Не отвечая Ацуко, Инуи стоит, словно приподнявшись над полом.

– Похоже, ты начинаешь догадываться. В неопубликованном докладе ты сама упоминаешь, что долгое подключение к снам больных шизофренией затрудняет пробуждение, ввергая в бессознательное.

– Подсмотрели?

– Какая разница? – пренебрежительно бросает Инуи.- Я поважнее… э-эй… вот поэтому женщина…

– Поважнее,- подхватывает Осанай из-за спины Ацуко.- Ты только начинаешь смекать, но сейчас, именно сейчас мы и испытываем на тебе… эту функцию.

Мысли Осаная тоже проникают в ее сознание. Ацуко от ужаса мигом прокрутила в памяти все недавние события. Косноязычная, словно во сне, речь Инуи. До странности безучастная реакция Конакавы на ее телефонный звонок. Череда нереальных убийств. Унылые городские улицы. Откуда-то возникший Хасимото – он теперь стоит рядом с Осанаем с малодушной улыбкой на лице.

Отпрянув к стене, Ацуко вся подбирается.

– И это сон?

– Быстро соображаешь.- Осанай скривился в усмешке, приближаясь, чтобы снять с головы Ацуко МКД.

– Именно так, Паприка,- говорит Инуи, с ненавистью глядя на Ацуко.

«Вы сказали – Паприка?»

Ацуко замечает, что на ней красная майка и джинсы.

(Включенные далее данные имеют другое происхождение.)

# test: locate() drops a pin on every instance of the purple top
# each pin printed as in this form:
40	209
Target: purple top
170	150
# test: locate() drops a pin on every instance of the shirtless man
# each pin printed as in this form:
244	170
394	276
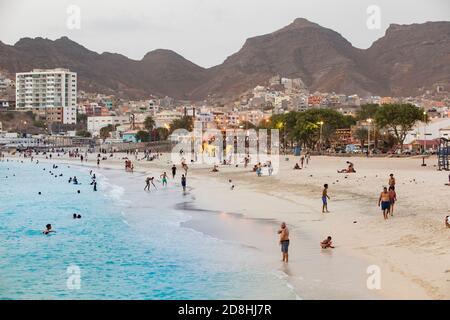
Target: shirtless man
164	179
149	180
284	241
384	202
350	168
391	180
327	243
324	198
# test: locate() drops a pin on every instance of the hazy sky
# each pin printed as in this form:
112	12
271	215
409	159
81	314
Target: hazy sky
203	31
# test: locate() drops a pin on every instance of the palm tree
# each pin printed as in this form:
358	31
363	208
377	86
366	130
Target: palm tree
361	134
149	123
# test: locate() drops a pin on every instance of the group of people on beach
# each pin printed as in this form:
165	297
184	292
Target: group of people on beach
164	179
387	198
284	242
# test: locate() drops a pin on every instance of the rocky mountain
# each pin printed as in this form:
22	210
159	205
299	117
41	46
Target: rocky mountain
407	60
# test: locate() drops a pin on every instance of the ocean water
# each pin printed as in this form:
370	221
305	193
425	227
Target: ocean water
129	244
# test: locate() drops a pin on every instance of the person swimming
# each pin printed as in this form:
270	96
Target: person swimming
48	229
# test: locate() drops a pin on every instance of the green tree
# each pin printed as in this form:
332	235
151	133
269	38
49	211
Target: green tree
142	136
83	133
161	133
149	123
304	127
399	119
367	111
361	134
105	131
185	122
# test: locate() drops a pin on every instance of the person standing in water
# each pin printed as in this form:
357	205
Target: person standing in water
325	197
284	241
384	202
164	179
183	182
48	229
174	171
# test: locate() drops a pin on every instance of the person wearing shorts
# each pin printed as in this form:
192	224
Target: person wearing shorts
384	202
164	179
284	241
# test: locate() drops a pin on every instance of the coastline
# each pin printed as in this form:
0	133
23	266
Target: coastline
410	249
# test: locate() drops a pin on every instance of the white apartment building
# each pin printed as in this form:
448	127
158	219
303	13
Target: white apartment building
48	88
94	124
164	118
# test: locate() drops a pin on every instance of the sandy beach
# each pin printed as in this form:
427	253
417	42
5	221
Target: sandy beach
411	248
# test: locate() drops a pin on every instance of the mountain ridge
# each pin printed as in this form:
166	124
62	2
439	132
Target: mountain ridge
407	60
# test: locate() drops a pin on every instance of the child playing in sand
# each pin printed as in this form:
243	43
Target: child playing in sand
350	168
327	243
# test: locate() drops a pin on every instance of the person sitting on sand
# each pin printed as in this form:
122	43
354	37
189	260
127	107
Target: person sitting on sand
327	243
284	241
350	168
384	202
48	229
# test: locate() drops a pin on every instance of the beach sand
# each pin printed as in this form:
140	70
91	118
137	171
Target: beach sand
411	249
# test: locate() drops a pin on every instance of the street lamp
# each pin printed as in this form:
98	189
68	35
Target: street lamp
369	121
320	138
425	131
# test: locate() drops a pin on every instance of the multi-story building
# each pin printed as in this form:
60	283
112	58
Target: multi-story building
94	124
48	88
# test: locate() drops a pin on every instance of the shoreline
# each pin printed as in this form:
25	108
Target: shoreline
409	269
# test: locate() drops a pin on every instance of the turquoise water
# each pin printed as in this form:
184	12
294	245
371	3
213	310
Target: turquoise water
128	244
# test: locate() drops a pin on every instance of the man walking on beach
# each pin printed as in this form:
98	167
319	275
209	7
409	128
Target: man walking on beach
174	171
391	180
325	197
284	241
384	202
183	182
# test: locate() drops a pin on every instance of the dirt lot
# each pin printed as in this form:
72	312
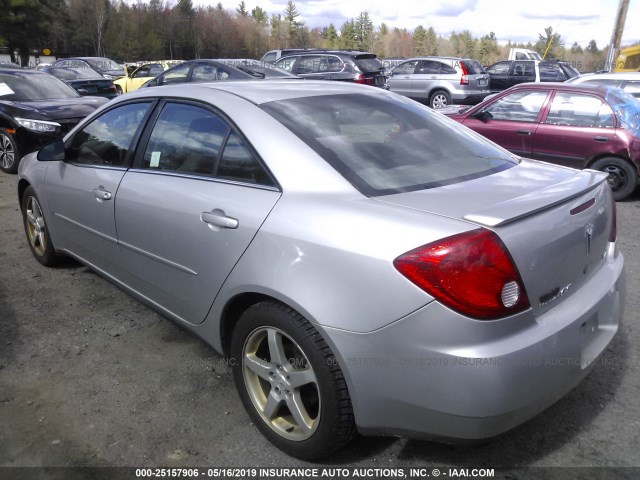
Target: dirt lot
91	377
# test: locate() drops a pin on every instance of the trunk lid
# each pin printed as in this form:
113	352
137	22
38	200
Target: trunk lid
554	221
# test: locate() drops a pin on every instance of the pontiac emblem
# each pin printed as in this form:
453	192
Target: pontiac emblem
588	233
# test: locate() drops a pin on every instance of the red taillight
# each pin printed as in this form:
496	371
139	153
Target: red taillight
464	80
363	79
613	234
471	273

Она знает, что инстинктивно перевоплотилась в Паприку в тот миг, когда стремительно отпрянула, догадавшись, что у нее хотят отнять МКД.

8

При всей этой небывальщине – подумать только, до чего же явственным был ее сон. После того как Ацуко потряс за плечо инспектор Убэ и она проснулась,- уснула опять. А раз так, Убэ будил ее по-настоящему или тоже во сне? И если Инуи и Осанай утверждают, что проснулись только они,- выходит, продолжала спать лишь она? Значит, видела сон, как заснула и проснулась. Если предположить, что беспокойство за Химуро в беседе с инспектором Убэ, а также разговор по телефону с Конакавой – тоже сон, уж очень реалистично ей все это снилось.

И вот со временем этот явственный сон утрачивает реальность. Выходит так, что она погружается в сон еще глубже. И оказывается в их ловушке. А теперь, стоя на изготовку, Ацуко в облике Паприки наблюдает за тремя мужчинами, намереваясь вернуть себе преимущество. И ей необходимо как можно скорее найти способ проснуться. Иначе она будет погружаться в гибельный сон все глубже.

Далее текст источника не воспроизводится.